Fellow Monster Man Jack Campisi is back, schooling all you monster dudes and monsterettes on the art of horror. So, turn down the light, sip the mind altering beverage of your choice and read on…

Now that the calendar has turned to October and Halloween season is upon us, it’s time to really dive into horror, and I mean headfirst. There are only 31 days, so let’s not waste any of them. Naturally, there’ll be plenty of scary movies and shows on TV, but it’s also a great time to pick up a good book.

Being good friends with a horror author has some great perks. Not only do I have a blast co-hosting the Monster Men horror podcast, but I also get exposed to a whole world of fantastic horror literature that I may not have found on my own. Reading is such a wonderful way to enjoy the genre. When you find a good book, you get sucked into a new world and your mind becomes your movie screen. You are much more connected with the characters and let’s face it, books can go to so many more places than any movies.

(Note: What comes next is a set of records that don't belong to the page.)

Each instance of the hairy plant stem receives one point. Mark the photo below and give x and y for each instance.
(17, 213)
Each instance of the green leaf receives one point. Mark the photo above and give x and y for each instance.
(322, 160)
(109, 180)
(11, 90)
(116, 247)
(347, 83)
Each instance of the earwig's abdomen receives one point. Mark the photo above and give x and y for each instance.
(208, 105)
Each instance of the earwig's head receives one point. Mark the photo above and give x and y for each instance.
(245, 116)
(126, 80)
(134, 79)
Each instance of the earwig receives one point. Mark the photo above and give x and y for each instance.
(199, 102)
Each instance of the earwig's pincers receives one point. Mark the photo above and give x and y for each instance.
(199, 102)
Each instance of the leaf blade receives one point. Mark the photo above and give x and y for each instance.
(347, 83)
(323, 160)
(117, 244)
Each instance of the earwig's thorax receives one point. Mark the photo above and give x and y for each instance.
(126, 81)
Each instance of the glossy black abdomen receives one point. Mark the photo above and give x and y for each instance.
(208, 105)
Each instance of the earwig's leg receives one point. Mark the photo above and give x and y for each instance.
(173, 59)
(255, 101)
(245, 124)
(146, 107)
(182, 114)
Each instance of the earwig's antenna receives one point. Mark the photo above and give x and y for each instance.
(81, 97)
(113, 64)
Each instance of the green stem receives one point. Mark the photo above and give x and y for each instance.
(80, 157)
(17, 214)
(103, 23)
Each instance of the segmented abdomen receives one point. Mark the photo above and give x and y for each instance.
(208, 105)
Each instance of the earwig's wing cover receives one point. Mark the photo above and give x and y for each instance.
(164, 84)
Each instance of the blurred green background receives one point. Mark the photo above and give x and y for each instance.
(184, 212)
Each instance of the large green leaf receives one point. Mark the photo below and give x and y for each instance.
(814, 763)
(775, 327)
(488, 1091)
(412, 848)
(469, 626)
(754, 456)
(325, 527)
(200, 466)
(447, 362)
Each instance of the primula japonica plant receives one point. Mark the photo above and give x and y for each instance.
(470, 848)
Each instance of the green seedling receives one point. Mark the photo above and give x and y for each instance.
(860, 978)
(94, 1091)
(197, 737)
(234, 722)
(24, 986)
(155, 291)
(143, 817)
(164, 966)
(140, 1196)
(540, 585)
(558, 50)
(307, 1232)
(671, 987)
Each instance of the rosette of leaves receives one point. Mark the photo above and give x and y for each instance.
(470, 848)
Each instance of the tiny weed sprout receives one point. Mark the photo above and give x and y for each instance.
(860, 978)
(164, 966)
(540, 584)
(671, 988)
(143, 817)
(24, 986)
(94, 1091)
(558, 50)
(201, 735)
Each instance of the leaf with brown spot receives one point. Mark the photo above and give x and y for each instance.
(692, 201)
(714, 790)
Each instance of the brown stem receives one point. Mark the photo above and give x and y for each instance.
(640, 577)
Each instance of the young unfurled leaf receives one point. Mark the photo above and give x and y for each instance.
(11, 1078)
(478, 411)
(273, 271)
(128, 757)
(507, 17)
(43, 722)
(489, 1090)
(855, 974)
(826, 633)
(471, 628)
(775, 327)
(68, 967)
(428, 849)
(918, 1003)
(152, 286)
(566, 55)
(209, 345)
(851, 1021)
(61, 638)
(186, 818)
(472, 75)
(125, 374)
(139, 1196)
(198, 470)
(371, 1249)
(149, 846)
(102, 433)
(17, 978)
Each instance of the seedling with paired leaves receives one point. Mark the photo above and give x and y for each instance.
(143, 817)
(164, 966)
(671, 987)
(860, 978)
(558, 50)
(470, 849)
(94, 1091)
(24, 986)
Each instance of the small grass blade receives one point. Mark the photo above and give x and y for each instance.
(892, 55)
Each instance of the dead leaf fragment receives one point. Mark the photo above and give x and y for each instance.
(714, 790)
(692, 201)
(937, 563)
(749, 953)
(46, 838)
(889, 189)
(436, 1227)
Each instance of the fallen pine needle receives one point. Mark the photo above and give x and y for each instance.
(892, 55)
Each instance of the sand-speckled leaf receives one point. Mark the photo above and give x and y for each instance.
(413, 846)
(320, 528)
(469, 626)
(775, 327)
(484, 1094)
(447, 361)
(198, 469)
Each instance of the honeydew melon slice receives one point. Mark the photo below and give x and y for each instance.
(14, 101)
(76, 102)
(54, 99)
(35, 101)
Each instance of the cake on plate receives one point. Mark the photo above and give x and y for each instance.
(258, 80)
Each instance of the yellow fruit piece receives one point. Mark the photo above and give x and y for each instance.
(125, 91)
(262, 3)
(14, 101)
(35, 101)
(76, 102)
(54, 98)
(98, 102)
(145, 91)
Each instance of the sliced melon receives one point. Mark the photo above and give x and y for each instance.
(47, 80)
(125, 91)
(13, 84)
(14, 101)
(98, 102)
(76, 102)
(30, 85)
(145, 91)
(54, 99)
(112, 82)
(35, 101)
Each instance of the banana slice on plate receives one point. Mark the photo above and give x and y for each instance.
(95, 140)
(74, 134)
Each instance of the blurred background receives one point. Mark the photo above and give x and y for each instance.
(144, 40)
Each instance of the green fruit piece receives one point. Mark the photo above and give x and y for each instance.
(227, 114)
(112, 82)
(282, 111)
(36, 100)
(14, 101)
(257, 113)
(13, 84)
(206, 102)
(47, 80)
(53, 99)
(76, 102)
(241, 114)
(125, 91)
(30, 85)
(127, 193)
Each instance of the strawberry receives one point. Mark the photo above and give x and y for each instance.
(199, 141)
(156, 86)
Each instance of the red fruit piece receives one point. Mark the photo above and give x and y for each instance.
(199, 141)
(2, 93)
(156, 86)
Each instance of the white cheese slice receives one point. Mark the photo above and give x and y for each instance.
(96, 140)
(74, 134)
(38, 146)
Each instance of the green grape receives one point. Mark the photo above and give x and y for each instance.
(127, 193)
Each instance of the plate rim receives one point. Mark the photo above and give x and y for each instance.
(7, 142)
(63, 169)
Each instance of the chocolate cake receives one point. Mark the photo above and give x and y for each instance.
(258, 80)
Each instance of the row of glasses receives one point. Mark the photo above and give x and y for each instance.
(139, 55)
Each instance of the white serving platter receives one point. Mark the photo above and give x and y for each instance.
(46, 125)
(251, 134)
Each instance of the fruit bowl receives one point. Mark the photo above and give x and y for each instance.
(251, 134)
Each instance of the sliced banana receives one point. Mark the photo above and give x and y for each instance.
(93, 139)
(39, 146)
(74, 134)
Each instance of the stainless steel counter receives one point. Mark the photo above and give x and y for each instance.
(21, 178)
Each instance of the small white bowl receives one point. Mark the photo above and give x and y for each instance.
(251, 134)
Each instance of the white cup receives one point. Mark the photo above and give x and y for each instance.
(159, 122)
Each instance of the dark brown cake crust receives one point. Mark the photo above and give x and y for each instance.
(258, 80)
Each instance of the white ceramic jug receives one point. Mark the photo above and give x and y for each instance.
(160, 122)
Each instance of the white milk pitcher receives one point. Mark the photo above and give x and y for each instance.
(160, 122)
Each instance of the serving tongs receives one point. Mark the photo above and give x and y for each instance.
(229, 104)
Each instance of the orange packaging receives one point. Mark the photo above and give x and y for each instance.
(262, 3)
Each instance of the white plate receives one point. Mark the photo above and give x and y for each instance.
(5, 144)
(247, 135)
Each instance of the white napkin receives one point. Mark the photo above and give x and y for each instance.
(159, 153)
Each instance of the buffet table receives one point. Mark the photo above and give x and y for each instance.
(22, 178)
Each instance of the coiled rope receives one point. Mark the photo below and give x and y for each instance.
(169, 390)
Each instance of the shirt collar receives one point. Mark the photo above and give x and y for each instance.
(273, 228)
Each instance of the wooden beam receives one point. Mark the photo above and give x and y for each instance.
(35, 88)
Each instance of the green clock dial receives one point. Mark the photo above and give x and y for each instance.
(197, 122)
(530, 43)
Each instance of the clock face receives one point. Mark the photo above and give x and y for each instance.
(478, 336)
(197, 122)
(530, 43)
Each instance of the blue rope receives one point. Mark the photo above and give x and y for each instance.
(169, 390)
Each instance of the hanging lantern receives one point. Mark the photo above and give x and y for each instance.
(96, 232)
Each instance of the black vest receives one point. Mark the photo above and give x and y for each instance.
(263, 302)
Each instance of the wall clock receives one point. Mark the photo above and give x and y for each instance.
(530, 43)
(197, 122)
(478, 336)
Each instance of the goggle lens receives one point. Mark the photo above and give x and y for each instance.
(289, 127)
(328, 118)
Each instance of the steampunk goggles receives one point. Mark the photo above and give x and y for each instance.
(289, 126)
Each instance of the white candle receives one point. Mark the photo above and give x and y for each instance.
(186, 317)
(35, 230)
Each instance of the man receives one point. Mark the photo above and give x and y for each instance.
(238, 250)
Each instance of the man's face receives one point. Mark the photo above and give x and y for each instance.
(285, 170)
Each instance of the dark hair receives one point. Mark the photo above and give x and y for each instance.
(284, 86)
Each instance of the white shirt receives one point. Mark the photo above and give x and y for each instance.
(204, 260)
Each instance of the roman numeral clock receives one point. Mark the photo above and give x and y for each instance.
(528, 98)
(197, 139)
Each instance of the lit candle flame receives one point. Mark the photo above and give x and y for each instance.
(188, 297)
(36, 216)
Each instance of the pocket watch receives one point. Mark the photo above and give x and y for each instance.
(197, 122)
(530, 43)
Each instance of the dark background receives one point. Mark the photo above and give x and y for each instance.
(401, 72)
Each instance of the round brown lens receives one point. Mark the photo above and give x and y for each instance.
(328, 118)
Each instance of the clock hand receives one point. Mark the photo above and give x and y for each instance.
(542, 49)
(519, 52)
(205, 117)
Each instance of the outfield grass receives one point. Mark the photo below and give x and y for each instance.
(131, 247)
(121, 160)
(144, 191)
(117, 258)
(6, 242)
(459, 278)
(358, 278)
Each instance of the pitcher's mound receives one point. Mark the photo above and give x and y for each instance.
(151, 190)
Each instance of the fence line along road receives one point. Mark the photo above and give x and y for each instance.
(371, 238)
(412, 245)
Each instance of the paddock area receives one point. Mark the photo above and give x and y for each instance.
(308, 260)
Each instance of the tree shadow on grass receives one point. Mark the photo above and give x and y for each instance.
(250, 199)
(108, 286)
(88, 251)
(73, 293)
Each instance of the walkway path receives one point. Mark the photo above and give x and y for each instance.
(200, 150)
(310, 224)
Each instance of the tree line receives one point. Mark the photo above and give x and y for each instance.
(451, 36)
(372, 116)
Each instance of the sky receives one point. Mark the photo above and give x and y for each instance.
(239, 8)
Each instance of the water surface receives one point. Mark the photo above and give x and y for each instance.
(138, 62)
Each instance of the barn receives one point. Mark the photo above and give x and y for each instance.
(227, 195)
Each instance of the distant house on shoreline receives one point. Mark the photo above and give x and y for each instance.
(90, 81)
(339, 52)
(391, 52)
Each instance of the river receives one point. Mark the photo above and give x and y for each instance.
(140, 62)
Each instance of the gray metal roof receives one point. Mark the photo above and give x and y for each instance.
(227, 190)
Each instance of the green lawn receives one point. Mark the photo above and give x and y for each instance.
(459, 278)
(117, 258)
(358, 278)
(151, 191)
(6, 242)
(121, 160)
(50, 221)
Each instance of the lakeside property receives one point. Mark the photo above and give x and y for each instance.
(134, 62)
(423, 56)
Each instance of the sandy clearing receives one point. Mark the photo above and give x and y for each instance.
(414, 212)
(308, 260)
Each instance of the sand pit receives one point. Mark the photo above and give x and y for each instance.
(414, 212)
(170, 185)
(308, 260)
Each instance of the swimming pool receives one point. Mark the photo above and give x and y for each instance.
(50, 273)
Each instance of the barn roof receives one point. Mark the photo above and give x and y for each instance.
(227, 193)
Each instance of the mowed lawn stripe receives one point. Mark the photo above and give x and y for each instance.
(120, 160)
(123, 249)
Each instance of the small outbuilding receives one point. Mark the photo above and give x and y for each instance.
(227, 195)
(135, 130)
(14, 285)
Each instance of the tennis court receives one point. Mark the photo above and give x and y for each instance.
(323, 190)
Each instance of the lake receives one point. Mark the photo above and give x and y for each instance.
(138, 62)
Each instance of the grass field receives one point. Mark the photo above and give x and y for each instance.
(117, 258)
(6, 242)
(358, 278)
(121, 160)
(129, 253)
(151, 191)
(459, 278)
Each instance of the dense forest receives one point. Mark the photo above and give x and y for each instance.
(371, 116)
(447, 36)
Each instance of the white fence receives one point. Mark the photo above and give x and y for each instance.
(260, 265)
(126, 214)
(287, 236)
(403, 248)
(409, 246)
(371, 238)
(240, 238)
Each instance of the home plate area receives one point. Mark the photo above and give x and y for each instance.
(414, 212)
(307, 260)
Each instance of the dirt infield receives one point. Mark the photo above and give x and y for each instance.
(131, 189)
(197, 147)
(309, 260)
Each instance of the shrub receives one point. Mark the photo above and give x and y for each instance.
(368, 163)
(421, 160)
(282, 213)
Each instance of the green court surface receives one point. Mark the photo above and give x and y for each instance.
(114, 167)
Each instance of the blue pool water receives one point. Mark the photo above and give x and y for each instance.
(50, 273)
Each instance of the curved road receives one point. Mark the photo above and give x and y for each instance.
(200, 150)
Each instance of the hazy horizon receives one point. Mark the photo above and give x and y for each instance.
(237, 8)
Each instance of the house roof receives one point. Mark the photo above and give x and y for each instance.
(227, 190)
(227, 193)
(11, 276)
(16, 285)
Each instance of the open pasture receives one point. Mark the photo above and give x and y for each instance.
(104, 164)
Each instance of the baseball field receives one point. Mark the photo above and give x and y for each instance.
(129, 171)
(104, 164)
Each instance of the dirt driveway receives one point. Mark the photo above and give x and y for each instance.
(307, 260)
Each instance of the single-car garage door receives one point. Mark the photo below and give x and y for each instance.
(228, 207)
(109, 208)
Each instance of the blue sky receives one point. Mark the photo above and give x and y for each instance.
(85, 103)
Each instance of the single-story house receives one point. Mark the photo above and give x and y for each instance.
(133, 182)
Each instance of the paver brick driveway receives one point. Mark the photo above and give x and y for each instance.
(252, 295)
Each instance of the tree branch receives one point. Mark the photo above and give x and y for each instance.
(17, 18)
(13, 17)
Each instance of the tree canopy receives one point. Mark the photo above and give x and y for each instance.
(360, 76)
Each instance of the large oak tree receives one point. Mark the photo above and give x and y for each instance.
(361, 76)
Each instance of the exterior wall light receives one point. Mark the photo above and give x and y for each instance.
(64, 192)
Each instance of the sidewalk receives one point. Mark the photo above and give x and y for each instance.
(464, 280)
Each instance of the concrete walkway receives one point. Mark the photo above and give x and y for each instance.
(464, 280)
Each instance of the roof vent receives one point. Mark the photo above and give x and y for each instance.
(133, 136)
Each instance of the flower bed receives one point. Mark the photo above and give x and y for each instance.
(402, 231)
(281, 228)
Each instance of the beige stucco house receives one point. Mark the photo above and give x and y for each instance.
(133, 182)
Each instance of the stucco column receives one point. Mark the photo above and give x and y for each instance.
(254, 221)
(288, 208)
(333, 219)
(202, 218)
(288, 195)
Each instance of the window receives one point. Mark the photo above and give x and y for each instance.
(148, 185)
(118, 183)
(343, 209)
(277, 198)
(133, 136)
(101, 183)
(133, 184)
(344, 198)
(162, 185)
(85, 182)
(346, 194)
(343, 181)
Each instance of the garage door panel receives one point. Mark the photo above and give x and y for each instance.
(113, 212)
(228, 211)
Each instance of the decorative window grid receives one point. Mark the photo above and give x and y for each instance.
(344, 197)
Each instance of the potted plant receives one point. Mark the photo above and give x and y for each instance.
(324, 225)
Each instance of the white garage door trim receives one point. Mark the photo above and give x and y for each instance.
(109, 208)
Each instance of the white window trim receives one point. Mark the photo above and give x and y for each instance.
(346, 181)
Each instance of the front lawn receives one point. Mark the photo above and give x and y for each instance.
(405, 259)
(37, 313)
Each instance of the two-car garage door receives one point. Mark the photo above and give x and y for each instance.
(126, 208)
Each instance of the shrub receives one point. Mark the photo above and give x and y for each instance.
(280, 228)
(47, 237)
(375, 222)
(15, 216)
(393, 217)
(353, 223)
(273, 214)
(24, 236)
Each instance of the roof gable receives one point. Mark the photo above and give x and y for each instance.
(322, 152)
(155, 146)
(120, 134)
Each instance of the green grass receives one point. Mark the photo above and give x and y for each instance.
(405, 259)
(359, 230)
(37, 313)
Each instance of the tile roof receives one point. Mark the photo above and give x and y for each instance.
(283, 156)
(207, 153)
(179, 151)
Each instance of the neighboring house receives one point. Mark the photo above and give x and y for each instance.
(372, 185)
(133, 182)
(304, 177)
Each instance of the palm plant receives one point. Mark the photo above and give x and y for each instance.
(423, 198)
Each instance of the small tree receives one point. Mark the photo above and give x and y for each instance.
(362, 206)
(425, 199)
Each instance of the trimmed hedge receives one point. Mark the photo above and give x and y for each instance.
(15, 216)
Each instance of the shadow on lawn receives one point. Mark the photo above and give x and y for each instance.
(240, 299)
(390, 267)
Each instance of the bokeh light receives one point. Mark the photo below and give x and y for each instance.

It got me thinking about how important books have been in my journey as a horror fan. When I was a kid, the school library and the public library were treasure troves of monster books. So, before I was even old enough to watch Dracula or Frankenstein, I was devouring books about monsters, ghosts and urban legends like Bigfoot and the Loch Ness Monster. Here are a few books that helped fuel my imagination and molded me into the Monster Man I am today.

First we have Movie Monsters and Monsters from the Movies by Thomas Aylesworth. These books were in my elementary school library and I made a beeline for them every chance I could get. The photos of Dracula, Frankenstein’s monster, the Wolf Man and all those other wonderful creatures grabbed my imagination and never let go. One of the reasons those books got such a prominent place on the bookshelves was that Aylesworth’s wife happened to be the art teacher at our school. Pretty cool, huh?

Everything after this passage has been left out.